I turned away. The painful lump in my throat made it impossible to speak – not without crying, anyway.
“Don't do this, Missy,” he growled, throwing one strong hand on my shoulder. “I need you to either keep it together or let me know what the fuck's going on so I can fix it. If you're upset about Serial, I'll break his fucking nose next time I see him. Brother or no, I'm not gonna let that psycho fuckwit shit all over my old –“
“Don't say it!” I snapped.
He tried to hold on, but I was too quick and his grip too tentative. I ripped myself away, climbing off the bike, throwing my hands into my pockets for the apartment's keys.
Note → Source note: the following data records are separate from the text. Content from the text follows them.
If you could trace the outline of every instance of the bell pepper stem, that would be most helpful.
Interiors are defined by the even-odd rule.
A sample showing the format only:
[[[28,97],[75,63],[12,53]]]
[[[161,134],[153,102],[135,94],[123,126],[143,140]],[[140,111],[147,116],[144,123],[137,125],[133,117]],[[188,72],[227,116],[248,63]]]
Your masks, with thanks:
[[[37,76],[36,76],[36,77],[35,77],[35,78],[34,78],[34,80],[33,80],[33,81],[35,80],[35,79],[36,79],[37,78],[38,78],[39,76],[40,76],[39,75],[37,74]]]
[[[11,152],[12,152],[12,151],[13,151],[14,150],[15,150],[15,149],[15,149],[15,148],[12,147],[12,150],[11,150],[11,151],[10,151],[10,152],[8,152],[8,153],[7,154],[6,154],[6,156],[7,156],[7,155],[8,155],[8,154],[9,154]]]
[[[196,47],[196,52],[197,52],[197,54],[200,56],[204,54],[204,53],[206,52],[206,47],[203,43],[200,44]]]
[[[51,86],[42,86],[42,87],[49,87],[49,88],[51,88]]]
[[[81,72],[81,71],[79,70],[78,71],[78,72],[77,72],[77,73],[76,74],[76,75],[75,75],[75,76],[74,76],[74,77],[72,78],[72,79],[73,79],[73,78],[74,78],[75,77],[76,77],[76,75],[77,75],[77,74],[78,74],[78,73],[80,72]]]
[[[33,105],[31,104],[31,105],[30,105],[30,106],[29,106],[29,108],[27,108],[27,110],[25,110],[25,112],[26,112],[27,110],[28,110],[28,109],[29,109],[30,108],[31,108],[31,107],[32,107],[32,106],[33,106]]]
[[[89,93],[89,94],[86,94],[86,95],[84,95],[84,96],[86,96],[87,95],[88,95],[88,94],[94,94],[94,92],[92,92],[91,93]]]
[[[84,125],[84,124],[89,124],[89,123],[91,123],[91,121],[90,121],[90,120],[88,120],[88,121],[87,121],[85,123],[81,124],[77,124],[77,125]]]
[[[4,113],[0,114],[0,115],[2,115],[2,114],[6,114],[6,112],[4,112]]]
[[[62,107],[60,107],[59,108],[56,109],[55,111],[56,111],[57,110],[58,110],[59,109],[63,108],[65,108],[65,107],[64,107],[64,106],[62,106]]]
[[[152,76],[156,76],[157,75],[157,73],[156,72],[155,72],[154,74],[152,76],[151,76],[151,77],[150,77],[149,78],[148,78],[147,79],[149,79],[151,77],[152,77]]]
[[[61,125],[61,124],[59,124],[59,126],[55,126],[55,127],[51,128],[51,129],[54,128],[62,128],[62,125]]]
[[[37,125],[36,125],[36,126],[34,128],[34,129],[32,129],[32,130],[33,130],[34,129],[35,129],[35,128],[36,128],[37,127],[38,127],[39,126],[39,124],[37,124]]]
He knew better than to follow me inside when I was this upset. Jackie was locked in her room, refusing to respond every time I knocked. I left her a thick sandwich I threw together and a tall water bottle outside her door.
Then I cleaned up and turned in. The stink of cleaner and old smoke came off easy enough, but the putrid reek of bad luck didn't. Practically scrubbed my skin raw, wishing I could wipe away every trace of evil.
But it wasn't all on the outside, was it? Of course not, because that would be too convenient.
The real problem was the corruption inside me, the way Brass had gotten underneath my skin. I had my chance to kill him for Jackie's sake, and I knew there'd be more. Maybe there'd be a dozen chances, and I'd pass them all up, wouldn't I?
All because I didn't have a clue how to relate to this asshole who should've disgusted me just as much as Serial.
It was fucking sick. And so was I. My * betrayed me every time I got close to him, tingling while my nipples hardened, begging to be fucked by King Asshole.
Unfortunately, this asshole saved us. He'd delayed our doom while he continued to drag me back to his sick brothers every fucking day. He was the last little thread that held me together, kept me from lashing out, doing something stupid and getting us all killed.
I shouldn't care. Much less about him. Nothing should've mattered except freeing my sister, even if it cost me my own life.
And I shouldn't have the kinda thoughts I did while riding this bike, imagining what it would be like to run my hands on his stomach without leather and denim between his skin and mine. I shouldn't sweat and shake when his green eyes bathed me in his teal fire, wondering what his glare would look like only inches apart, watching me as I lost my mind on his cock.
Stockholm Syndrome. Wasn't that what they called it when a woman starts admiring her captor? What the hell did they call it when she was way past admiring, aching to run her tongue down his chest, and then even lower?
I wasn't sure, but I sank a little more into its one-way grasp every minute I was around him, and that scared the shit out of me.
God, I had a better idea how to handle my slave work with the Grizzlies and the dead eyed killers milling around the clubhouse. Serial's evil words hurt, but they didn't leave me confused, wrecked, disembodied. The hatred between us was a clear wall, keeping him away from my world, and me out of his as long as I watched my step.
I didn't have that luxury in my own fucking home, if I wanted to call this apartment that. I didn't have anything – much less my sanity – while I was forced to live here with him.
No protection. No safety. Not even the comfort black and white hate provided.
I never heard him come home, as usual. Whenever he finally dragged himself in and crashed on the sofa, I was already long asleep, my red eyes spinning in their nightmares after crying me to sleep.
IV: Cruel Charade (Brass)
I ripped circles through Redding half the fucking night on my bike, feeling the spots on my stomach where her nails almost tore through my clothes.
Why couldn't anything be easy with this girl? Why the fuck couldn't I catch a goddamned break just one time?
I thought my ship was sliding into happy harbor that morning, when she'd settled the hell down, agreeing to work on the one and only path that might set us all free. Then Serial had to stick his fucked up nose into it.
Shit! I should've rode straight to the clubhouse, kicked down the door, and pummeled his ugly face 'til it shattered. Too bad the asshole was the best shot this club had, and the Prez made it crystal fucking clear we'd need a good sniper on the roof if the cartel ever got the balls to attack our clubhouse.
Didn't stop me from wanting to beat him raw. It'd be satisfying for the first sixty seconds, before all the brothers descended on me, beating my ass to death before they dragged the girls away to the warehouse to be slaughtered like animals.
I hadn't been so frustrated since sitting through sis' wedding reception, surrounded by Prairie Pussies. I'd kept it together in Reno without taking a hit. But fuck, my whole body ached for one right now.